Marieluise Beck

ehem. Mitglied des Deutschen Bundestags

"Mit Freiheit hatte die Wahl nichts zu tun"

Marieluise Beck berichtet in einem Interview mit dem Kölner Stadtanzeiger von ihren Eindrücken aus Russland.

KÖLNER STADT-ANZEIGER: Frau Beck, Sie haben sich am vergangenen Wochenende in Russland aufgehalten, mit Nichtregierungsorganisationen gesprochen und die Duma-Wahlen aus nächster Nähe verfolgen können. Wie frei und fair waren die Wahlen?

MARIELUISE BECK: Die Duma-Wahlen sind leider weder frei noch fair gewesen. Fair schon deswegen nicht, weil so wenige Parteien überhaupt zugelassen waren und die Medien sehr einseitig berichtet haben. Die Zentrale Wahlkommission wurde personell ausgetauscht und bestand zuletzt fast nur noch aus Mitgliedern der Kreml-Partei „Einiges Russland“. Außerdem wurde Wahlkampf-Material oppositioneller Parteien beschlagnahmt und am Wahltag massiv Druck auf die Wähler ausgeübt, für „Einiges Russland“ zu stimmen. Mit Freiheit hatte das nichts zu tun.

Konkret: Wie wurde manipuliert und eingeschüchtert?
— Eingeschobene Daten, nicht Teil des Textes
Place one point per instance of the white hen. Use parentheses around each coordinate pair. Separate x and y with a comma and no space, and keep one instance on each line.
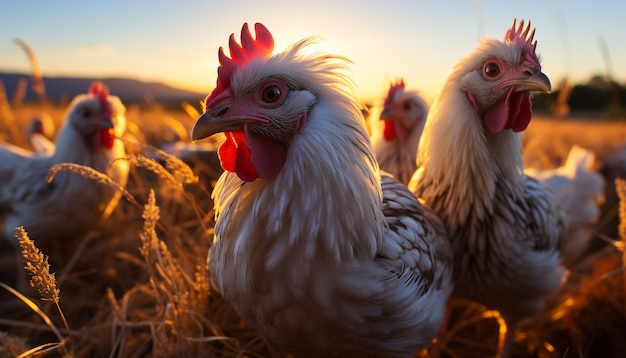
(579,190)
(313,246)
(71,204)
(505,227)
(396,129)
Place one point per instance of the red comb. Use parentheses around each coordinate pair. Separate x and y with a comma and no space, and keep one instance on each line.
(101,92)
(522,36)
(240,55)
(393,89)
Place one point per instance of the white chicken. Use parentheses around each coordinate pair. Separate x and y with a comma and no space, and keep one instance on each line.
(505,227)
(38,133)
(396,129)
(71,204)
(579,191)
(313,246)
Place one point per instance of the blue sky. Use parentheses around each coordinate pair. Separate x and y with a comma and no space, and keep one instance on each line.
(176,42)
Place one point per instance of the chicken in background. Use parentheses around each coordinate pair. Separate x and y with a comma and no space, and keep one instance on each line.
(71,205)
(396,127)
(506,228)
(579,191)
(39,131)
(314,246)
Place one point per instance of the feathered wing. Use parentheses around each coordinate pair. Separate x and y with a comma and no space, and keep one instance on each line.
(579,192)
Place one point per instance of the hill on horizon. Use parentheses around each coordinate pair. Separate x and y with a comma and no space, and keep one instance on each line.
(63,89)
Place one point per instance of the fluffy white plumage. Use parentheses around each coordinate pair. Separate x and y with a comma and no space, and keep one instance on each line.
(326,256)
(71,204)
(505,227)
(579,191)
(396,126)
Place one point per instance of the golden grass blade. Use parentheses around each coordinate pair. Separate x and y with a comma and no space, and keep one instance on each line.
(153,166)
(33,306)
(44,348)
(38,267)
(91,173)
(620,188)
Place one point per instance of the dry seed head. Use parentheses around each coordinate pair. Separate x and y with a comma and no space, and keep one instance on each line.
(38,267)
(620,186)
(91,173)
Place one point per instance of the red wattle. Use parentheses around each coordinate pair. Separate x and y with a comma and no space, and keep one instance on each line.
(389,132)
(235,157)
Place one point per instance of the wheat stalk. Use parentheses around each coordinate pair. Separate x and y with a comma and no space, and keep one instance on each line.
(620,188)
(40,277)
(91,173)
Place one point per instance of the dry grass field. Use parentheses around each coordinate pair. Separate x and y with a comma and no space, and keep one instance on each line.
(137,285)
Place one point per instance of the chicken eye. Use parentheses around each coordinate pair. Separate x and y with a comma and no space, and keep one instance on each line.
(270,94)
(491,69)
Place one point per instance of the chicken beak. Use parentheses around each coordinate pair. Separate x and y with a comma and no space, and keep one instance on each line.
(207,125)
(387,114)
(94,125)
(535,82)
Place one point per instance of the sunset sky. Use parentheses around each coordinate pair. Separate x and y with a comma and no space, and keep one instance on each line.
(176,42)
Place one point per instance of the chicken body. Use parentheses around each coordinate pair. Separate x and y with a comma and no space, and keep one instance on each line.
(579,191)
(396,129)
(313,246)
(505,227)
(71,204)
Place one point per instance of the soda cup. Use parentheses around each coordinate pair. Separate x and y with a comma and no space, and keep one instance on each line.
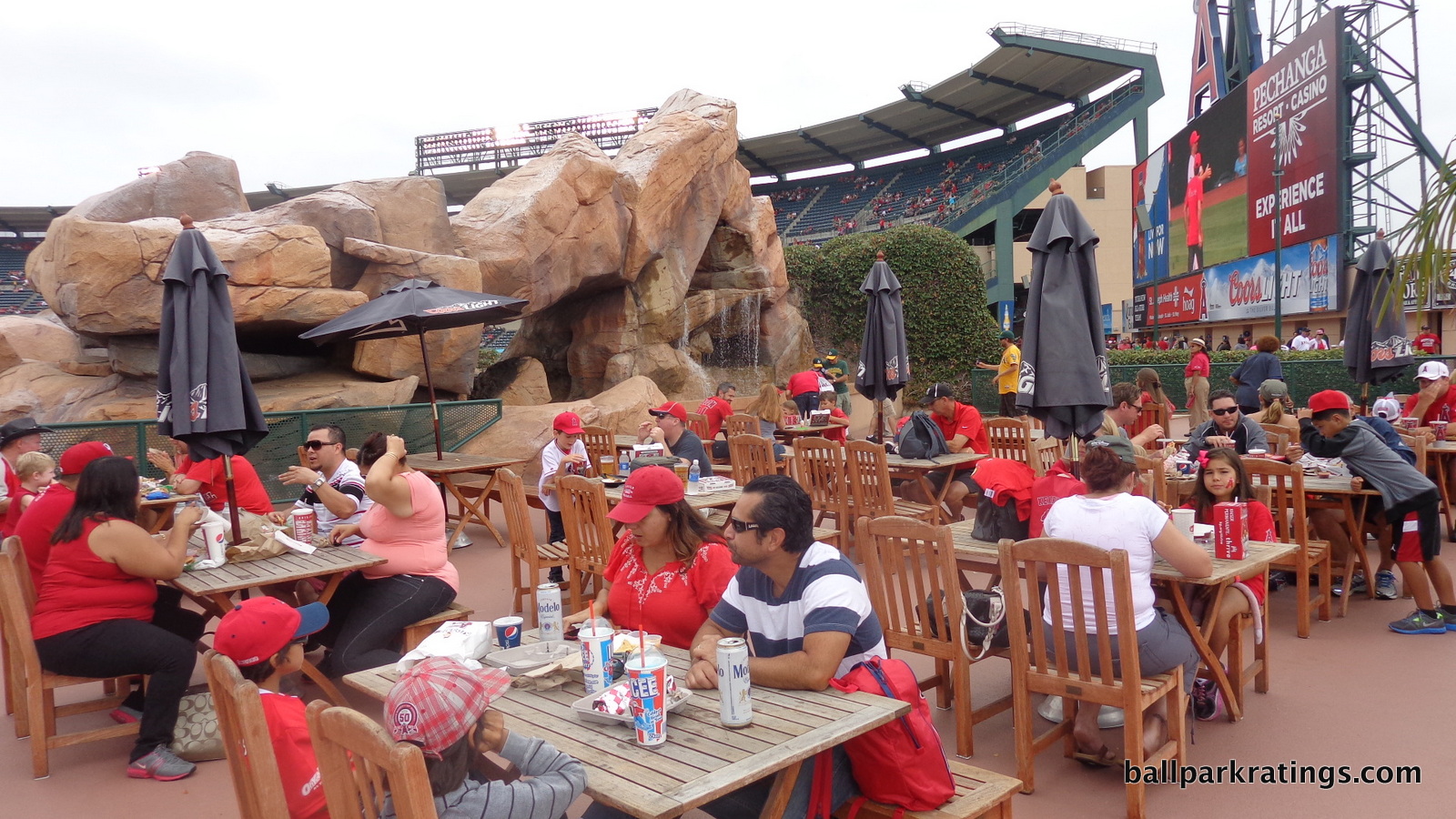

BECK: Es gab eine Reihe von ausgefeilten Repressionsmitteln, um die Wahlbeteiligung zu erhöhen und zugleich sicherzustellen, dass möglichst für „Einiges Russland“ gestimmt wurde. Man berichtete mir zum Beispiel von angedrohtem Essensentzug im Altersheim, damit die Bewohner auch ja wählen gehen. Vielfach wurde die Wahl vom Wahllokal in Universitäten oder Betriebe verlegt, damit die Studenten oder die Angestellten unter direkter Kontrolle ihrer Vorgesetzten die Stimme abgaben. Mir sind sogar Fälle berichtet worden, in denen Mitarbeiter von ihren Betrieben angewiesen wurden, in der Wahlkabine den Wahlzettel mit ihrem Handy zu fotografieren, um zu belegen, dass sie tatsächlich für „Einiges Russland“ gestimmt haben.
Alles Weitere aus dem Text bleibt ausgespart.